O primeiro single do projeto, "Savages", foi lançado a 30 de Novembro de 2018, acompanhado do anúncio e capa do álbum. A faixa, envolta novamente numa sonoridade eletrónica, tem um certo poder para nos envolver, como se nos abraçasse e ficássemos presos a si, numa melodia e dança contagiante. Já o seu videoclipe tem um cariz obscuro, onde prevalece o preto e o branco, transmitindo uma mensagem de poder, de amor, de emancipação, com uma direção de fotografia fenomenal, atrevendo-me a dizer que poderá ser dos meus videoclipes preferidos de sempre. O segundo single foi “Better”, lançado a 18 de Janeiro de 2019, e continua numa sonoridade coesa com o single anterior e relembra ainda as colaborações da cantora com o projeto Seven Lions (“Worlds Apart” e “Keep It Close”), mostrando que provavelmente esse seria um estilo a adotar para este projeto. Finalmente, o terceiro e último single do álbum foi “Legends”, divulgado a 8 de Fevereiro de 2019, que possui uma história engraçada. A faixa foi produzida durante as sessões do projeto “Utopia”, como uma espécie de balada, estando pensada como o elemento de transição entre “Love is Dead”, o primeiro álbum da cantora, e o segundo álbum, porém acabou por não ver a luz do dia. No entanto, a versão demo da música surgiu na internet a 26 de Maio de 2013, e foi engraçado ver que a faixa conseguiu ser reaproveitada para este projeto, sendo ainda adicionados vocais das raparigas de Ülenurme Laulustuudio.

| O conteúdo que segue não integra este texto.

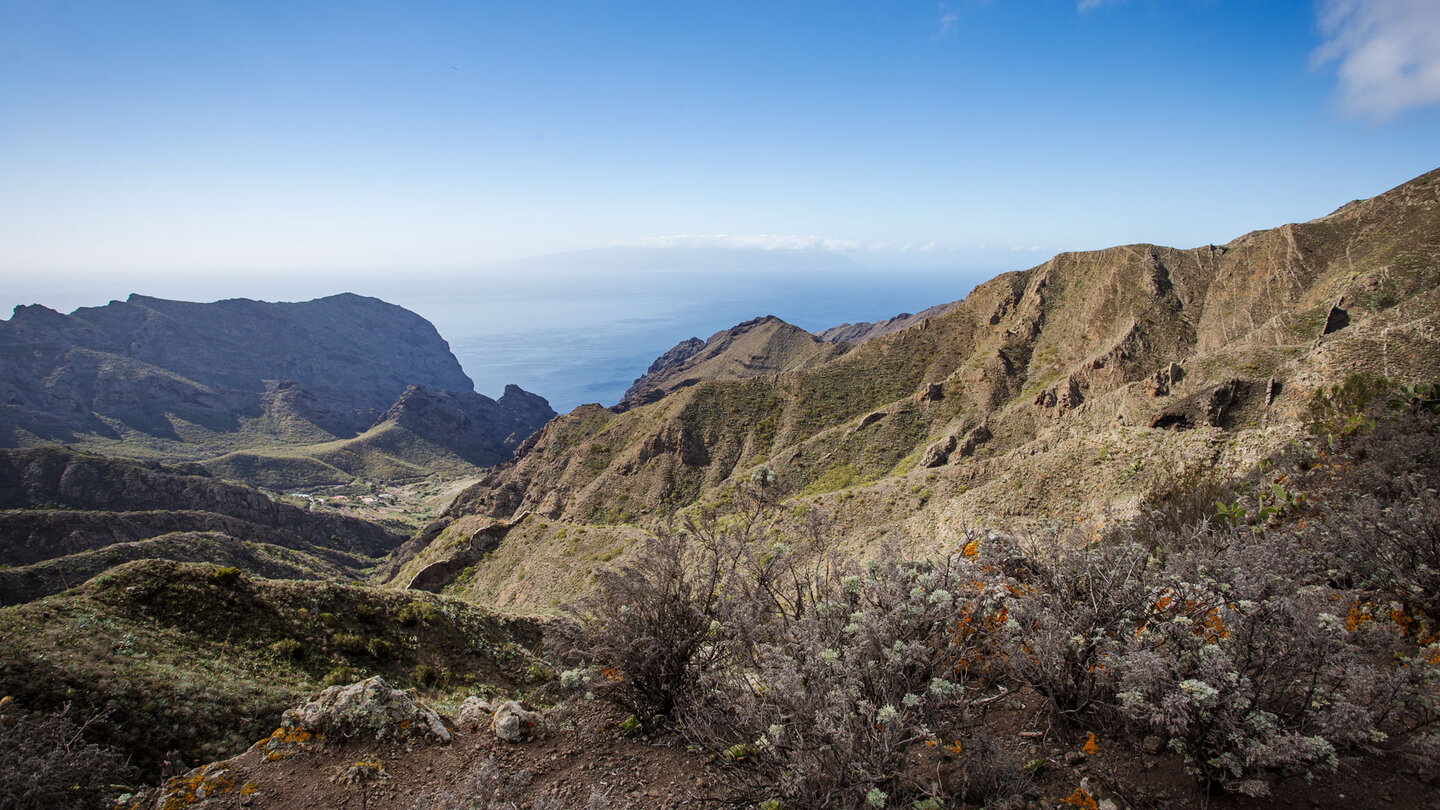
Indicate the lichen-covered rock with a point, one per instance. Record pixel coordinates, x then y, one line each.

É de louvar a atitude da cantora de nunca ter parado em qualquer momento, mesmo para aqueles que acham que ela desapareceu do panorama musical porque, se não estava a lançar músicas em nome próprio, estava a compor sucessos para outros artistas como foi o caso de “Skyscrapper” de Demi Lovato, “I Feel Immortal” de Tarja, ou então estava a colaborar com outros artistas, como nas faixas eletrónicas "Sound of Walking Away" do Illenium, "Glow in the Dark", "Stardust" e "Something About You” do tyDi, "Raindrops" do SNBRN e muito mais, exibindo o seu enorme talento como vocalista e produtora, permitindo vislumbrar uma espécie de evolução e, apesar do número de “mãos” que tocaram “Shadow Works”, a sua personalidade aparece com enorme eminência.

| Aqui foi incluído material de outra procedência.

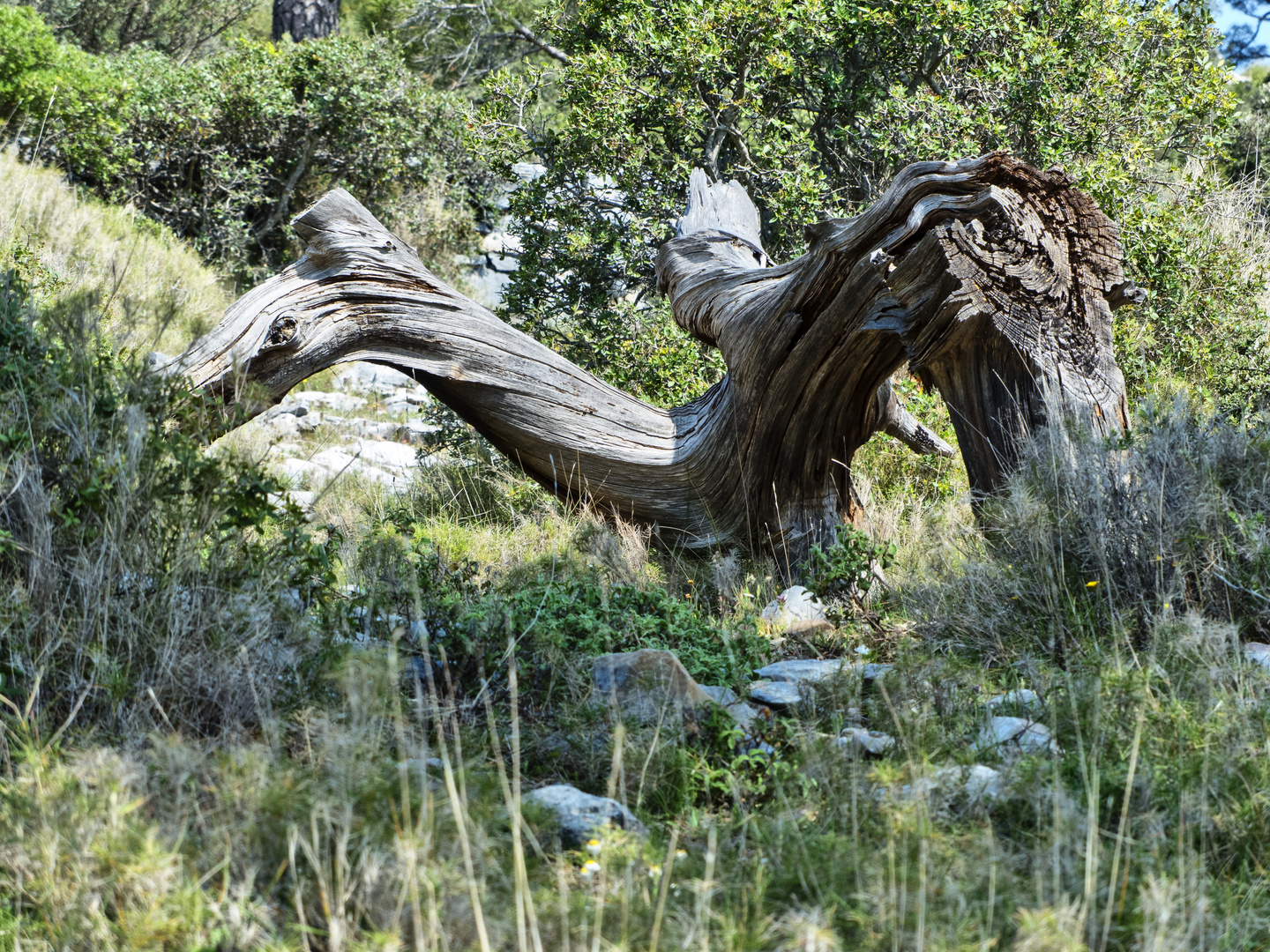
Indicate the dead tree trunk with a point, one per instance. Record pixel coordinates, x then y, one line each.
305 19
992 280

“Shadow Works” revela-se um projeto complexo e cheio de detalhes, querendo ainda transmitir algumas das tradições do seu país, Estónia, como acaba por acontecer na faixa “Tuleloits”, uma faixa enigmática mas com significado, e que orgulhosamente transmite uma espécie de mensagem, no final do álbum, terminando com a frase “Ja nii on” que significa “E que assim seja”. E, apesar da sonoridade “pesada”, como na minha faixa favorita, “Where the Dark Things Are” com um baixo profundo e intenso e uma atmosfera decididamente mais sinistra, “Shadow Works” simboliza anos de experiência, fracassos passados e um crescimento acentuado em talento e habilidade. Ele revela-se um “magnum opus” de Kerli e demonstra perfeitamente a importância de composições maduras e o alto valor da produção na música moderna.